Twynsta Use In Pregnancy & Lactation

The effects of TWYNSTA during pregnancy and lactation are not known. Effects related to the mono components are described as follows.
Pregnancy: Telmisartan: The use of angiotensin II receptor blocker is not recommended during the first trimester of pregnancy and should not be initiated during pregnancy. When pregnancy is diagnosed, treatment with angiotensin II receptor blocker should be stopped immediately, and, if appropriate, alternative therapy should be started.
Unless continued angiotensin II receptor blocker therapy is considered essential, patients planning pregnancy should be changed to alternative anti-hypertensive treatments which have an established safety profile for use in pregnancy.
Non-clinical studies with telmisartan do not indicate teratogenic effect, but have shown fetotoxicity.
The use of angiotensin II receptor blockers is contraindicated during the second and third trimester of pregnancy.

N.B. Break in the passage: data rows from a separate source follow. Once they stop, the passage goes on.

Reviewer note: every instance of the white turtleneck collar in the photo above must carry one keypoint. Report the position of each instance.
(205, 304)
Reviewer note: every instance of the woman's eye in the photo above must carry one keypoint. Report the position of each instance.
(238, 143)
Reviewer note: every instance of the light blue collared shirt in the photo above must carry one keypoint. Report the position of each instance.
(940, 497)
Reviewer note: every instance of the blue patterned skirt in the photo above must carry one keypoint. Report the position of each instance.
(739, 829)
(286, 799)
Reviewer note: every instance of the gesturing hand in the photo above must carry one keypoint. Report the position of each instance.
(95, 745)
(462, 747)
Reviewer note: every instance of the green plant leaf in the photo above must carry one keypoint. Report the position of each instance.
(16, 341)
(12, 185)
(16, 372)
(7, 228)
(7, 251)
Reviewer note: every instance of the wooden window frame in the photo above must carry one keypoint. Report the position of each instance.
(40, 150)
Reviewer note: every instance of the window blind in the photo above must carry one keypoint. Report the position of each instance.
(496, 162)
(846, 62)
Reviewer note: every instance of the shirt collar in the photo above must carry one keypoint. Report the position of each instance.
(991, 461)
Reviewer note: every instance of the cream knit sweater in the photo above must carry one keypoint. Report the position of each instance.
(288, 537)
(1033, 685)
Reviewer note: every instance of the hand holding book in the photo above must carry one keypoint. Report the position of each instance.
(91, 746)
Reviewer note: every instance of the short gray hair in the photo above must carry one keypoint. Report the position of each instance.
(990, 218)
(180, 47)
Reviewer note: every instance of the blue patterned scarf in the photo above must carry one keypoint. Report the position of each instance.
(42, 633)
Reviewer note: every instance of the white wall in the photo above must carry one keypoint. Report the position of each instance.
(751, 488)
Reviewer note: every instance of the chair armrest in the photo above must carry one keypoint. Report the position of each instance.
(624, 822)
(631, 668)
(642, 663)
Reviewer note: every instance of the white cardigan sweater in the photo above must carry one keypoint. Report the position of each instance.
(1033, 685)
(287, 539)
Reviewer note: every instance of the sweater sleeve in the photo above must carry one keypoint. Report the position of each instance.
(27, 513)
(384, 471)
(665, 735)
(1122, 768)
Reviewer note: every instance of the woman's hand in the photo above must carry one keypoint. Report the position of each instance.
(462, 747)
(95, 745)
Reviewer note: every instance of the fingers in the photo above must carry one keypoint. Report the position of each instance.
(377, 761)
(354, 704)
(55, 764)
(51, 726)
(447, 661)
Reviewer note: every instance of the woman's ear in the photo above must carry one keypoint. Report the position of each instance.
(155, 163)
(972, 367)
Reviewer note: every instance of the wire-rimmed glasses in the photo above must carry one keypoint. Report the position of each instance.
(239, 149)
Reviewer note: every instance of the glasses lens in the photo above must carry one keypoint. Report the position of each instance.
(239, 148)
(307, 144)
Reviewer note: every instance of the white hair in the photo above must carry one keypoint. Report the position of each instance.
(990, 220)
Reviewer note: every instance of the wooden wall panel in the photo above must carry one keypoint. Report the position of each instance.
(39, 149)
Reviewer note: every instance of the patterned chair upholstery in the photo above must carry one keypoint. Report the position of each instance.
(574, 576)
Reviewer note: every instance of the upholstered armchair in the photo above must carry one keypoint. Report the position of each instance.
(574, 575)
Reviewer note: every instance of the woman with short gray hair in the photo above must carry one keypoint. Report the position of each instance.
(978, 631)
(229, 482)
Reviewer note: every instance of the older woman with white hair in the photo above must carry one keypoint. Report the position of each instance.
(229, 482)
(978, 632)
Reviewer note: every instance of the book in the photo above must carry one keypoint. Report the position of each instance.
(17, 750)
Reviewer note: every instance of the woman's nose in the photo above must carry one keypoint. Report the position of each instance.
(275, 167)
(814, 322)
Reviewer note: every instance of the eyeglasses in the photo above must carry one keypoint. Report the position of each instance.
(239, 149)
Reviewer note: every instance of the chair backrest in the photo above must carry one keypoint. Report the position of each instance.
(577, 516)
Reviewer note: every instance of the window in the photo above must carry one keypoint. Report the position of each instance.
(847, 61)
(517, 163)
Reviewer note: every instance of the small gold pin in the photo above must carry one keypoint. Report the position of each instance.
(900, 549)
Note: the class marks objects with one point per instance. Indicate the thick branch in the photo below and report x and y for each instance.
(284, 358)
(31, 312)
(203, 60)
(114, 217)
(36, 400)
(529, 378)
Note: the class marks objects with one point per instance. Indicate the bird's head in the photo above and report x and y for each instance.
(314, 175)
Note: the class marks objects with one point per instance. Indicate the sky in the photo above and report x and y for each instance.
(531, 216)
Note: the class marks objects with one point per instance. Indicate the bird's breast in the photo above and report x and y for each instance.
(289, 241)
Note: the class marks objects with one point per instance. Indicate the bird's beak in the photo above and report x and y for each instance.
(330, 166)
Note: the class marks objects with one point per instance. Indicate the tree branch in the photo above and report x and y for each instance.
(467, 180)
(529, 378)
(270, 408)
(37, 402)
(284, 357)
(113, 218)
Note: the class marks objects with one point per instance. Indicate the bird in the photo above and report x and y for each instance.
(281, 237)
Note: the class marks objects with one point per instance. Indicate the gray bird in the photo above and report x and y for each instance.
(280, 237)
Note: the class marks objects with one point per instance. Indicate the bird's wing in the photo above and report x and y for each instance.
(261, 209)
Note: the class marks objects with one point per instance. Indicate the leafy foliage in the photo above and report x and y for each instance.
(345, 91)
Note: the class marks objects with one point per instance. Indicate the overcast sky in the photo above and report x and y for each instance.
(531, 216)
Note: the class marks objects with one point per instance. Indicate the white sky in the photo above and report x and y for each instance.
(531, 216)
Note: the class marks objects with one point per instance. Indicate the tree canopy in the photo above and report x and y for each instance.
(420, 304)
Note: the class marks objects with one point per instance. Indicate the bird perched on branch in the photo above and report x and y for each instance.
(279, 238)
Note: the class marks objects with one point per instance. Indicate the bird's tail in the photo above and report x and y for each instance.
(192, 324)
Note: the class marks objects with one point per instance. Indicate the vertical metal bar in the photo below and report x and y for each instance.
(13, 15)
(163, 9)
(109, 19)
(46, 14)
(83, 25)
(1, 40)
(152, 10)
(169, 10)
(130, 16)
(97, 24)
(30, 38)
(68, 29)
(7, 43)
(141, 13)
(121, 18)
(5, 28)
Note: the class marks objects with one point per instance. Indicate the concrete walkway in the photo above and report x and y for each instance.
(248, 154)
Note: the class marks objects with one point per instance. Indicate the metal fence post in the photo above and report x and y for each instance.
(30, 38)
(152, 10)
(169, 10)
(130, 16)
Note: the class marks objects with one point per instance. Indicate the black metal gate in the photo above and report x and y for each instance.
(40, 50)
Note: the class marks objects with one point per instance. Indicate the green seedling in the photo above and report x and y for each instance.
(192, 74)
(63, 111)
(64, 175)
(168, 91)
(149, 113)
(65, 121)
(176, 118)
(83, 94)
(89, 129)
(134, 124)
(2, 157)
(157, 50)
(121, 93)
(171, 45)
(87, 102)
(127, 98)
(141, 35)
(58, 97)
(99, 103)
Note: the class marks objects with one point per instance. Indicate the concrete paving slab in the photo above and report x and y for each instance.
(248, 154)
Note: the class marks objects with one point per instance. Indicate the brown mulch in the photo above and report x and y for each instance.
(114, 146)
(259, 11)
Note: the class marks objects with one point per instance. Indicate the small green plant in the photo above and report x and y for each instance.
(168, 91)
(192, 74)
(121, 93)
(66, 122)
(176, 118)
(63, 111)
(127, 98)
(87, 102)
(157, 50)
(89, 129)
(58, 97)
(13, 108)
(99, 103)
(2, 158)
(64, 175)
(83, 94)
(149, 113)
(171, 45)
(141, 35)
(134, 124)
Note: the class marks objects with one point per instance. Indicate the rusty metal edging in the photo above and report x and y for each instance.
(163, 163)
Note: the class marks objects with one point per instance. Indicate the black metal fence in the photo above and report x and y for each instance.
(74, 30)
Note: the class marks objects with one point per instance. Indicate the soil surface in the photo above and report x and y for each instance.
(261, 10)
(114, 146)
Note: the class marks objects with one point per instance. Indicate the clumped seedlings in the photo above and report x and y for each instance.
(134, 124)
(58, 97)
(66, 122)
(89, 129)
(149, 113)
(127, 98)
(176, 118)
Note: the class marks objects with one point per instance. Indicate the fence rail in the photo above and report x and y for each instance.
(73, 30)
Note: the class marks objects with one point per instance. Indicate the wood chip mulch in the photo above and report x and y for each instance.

Angiotensin II receptor blocker exposure during the second and third trimesters is known to induce human fetotoxicity (decreased renal function, oligohydramnios, skull ossification retardation) and neonatal toxicity (renal failure, hypotension, hyperkalaemia).
Should exposure to angiotensin II receptor blocker have occurred from the second trimester of pregnancy, ultrasound check of renal function and skull is recommended.
Infants whose mothers have taken angiotensin II receptor blocker should be closely observed for hypotension.
Amlodipine: The safety of amlodipine in human pregnancy has not been established.
In animal studies, reproductive toxicity was observed at high doses.
Lactation: Twynsta is contraindicated during lactation since it is not known whether telmisartan is excreted in human milk. Non-clinical studies have shown excretion of telmisartan in breast milk.
Amlodipine is excreted in human milk. The proportion of the maternal dose received by the infant has been estimated with an interquartile range of 3-7%, with a maximum of 15%.
The effect of amlodipine on infants is unknown. Because of the potential adverse reactions in nursing infants, a decision should be made whether to discontinue nursing or to discontinue therapy, taking into account the importance of this therapy for the mother (see Contraindications).
Fertility: No studies on fertility in humans with the fixed dose combination or with the individual components have been performed.
Separate reproductive toxicity studies with the combination of telmisartan and amlodipine have not been conducted.
In non-clinical studies, no effects of telmisartan on male and female fertility were observed.
In some patients treated by calcium channel blockers, reversible biochemical changes in the head of spermatozoa have been reported.
Clinical data are insufficient regarding the potential effect of amlodipine on fertility. In one rat study, adverse effects were found on male fertility.